Assumptions, Prerequisites and System requirements

Locking down firefox only makes sense if the rest of the system has been locked down as well. Why would you try to lock the firefox configuration if any user can start a shell, run a text editor, and overwrite your configuration?
So, you probably want to implement this on a "minimalistic desktop configuration" on a locked down system.

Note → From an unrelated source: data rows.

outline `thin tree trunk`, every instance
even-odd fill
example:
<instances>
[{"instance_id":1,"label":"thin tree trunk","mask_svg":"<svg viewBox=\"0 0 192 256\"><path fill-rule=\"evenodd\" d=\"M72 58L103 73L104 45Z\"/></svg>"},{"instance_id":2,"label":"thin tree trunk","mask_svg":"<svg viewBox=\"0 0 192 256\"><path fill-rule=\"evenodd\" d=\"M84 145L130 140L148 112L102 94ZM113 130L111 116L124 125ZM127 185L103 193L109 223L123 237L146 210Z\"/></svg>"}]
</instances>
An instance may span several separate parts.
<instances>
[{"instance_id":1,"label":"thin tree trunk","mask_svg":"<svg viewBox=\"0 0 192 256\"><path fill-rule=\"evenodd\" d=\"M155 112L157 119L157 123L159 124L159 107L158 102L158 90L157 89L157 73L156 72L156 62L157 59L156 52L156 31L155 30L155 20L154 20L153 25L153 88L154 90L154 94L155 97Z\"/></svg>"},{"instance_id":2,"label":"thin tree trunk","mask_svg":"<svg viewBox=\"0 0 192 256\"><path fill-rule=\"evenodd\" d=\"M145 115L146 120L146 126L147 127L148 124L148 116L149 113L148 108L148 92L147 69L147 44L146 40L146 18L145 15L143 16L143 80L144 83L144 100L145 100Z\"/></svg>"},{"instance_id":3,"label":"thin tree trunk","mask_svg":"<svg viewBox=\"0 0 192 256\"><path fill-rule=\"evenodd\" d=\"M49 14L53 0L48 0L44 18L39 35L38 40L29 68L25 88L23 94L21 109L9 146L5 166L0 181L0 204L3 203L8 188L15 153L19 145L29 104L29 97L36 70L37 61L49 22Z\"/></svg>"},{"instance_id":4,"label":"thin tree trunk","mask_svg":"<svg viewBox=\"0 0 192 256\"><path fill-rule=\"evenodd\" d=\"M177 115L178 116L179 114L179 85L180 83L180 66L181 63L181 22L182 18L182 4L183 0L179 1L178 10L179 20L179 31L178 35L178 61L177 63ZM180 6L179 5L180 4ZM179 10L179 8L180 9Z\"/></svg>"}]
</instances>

Firefox expects to have write access to ~/.mozilla and certain files therein, such as the (user) prefs.js preference file. It will fail with an "Another instance of firefox is already running" error if it does not have this write access (it assumes the files are locked by another firefox process).
So, while you can pre-configure firefox and limit the user's ability to change the configuration, you can not (to my knowledge) completely prevent the user from making changes. You may need to implement some sort of "deepfreeze" mechanism, eg you might want to delete all files in the user's home (or at least in ~/.mozilla) and replace them with your with every new X session. X and most window managers provide startup scripts where you can implement the relevant delete & copy, rsync or ln (replace files by links to a readonly file/directory) statements.
See this for some ideas on how to approach this.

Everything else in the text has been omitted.